Well, no, the dispute has not been settled; but such an incident helps to explain our philosophical fascination with these two cases. A mature Helen Keller, looking back at her speechless self when she was seven, raised the same question about how she understood, when given a hat, that she was being taken outside: "This thought, if a wordless sensation may be called a thought, made me hop and skip with pleasure." It is a received idea in medicine, after all, that the pathological will usually have a revealing light to shed on the normal—a notion that is somehow related to the belief that adversity endured leads to humanity enhanced. Laura and Helen and indeed Annie displayed moral stamina in circumstances more credible than the circumstances of Oedipus and Job. For this reason, their stories are utterly exceptional; and for this reason, their stories are pertinent to our ordinary lot in life.

In 1857, Howe published a new account of how, for months, with no success, he gave Laura exercises to establish an association between the letters B-O-O-K and the object itself. How did he avoid discouragement? "It was as though she were under water,” he explained, "and we on the surface over her, unable to see her, but dropping a line, and moving it about here and there, hoping it might touch her hand, so that she would grasp it instinctively. At last it did touch her hand, and she did grasp it; and we pulled her up to the light; or rather, she pulled herself up." This brief parable, which puts one in mind of Jesus's promise that "I will make you fishers of men," goes a long way toward explaining why these two deaf-blind girls deserve a lasting place among the stories that we tell and retell. They are redemption stories.

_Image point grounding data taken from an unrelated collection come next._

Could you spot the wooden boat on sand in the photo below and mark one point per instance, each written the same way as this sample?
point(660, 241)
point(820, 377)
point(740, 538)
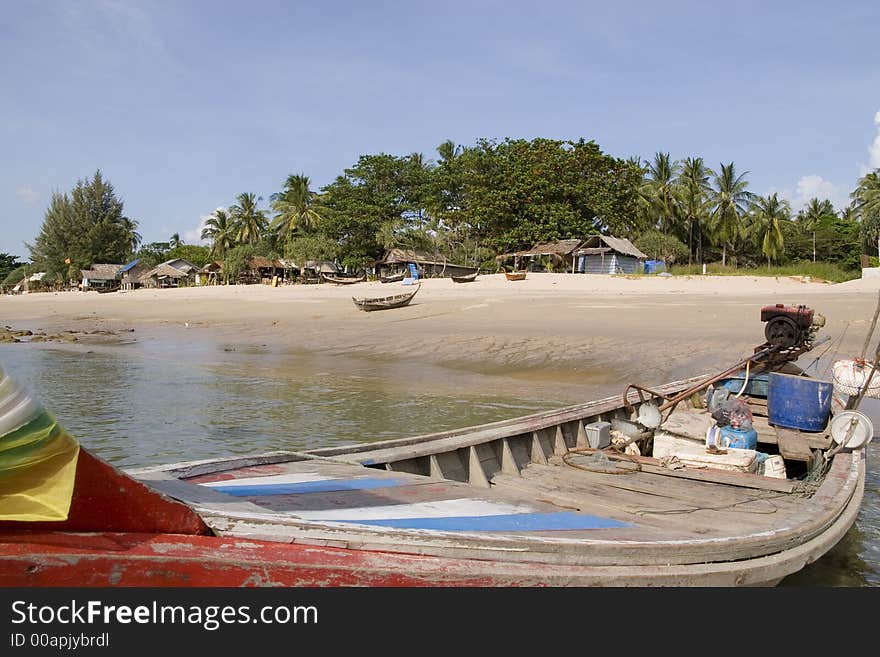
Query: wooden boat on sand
point(575, 496)
point(466, 278)
point(384, 303)
point(343, 280)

And Plato, too, comes to mind. These women actually lived the parable of the cave. At the opening of Book VII of the Republic, Socrates introduces the tale with a sentence that seems to lead directly into the universe of Laura Bridgman and Helen Keller: "'Next, then; I said, 'make an image of our nature in its education and its want of education.…'" There follows the famous parable, in which some individuals may gain freedom to turn away from the shadows playing on the wall to regard the objects that cast the shadows, and even to seek out the source of light. Plato's fable was political, and concerned the training of a ruling class. But what difference is there, really, between the "marble cell" that Dickens witnessed and the cave of the ancient philosopher? The great writer's excitement was not out of place. He had come upon and recognized the most primal human scene of all.

This article originally ran in the September 24, 2001 issue of the magazine.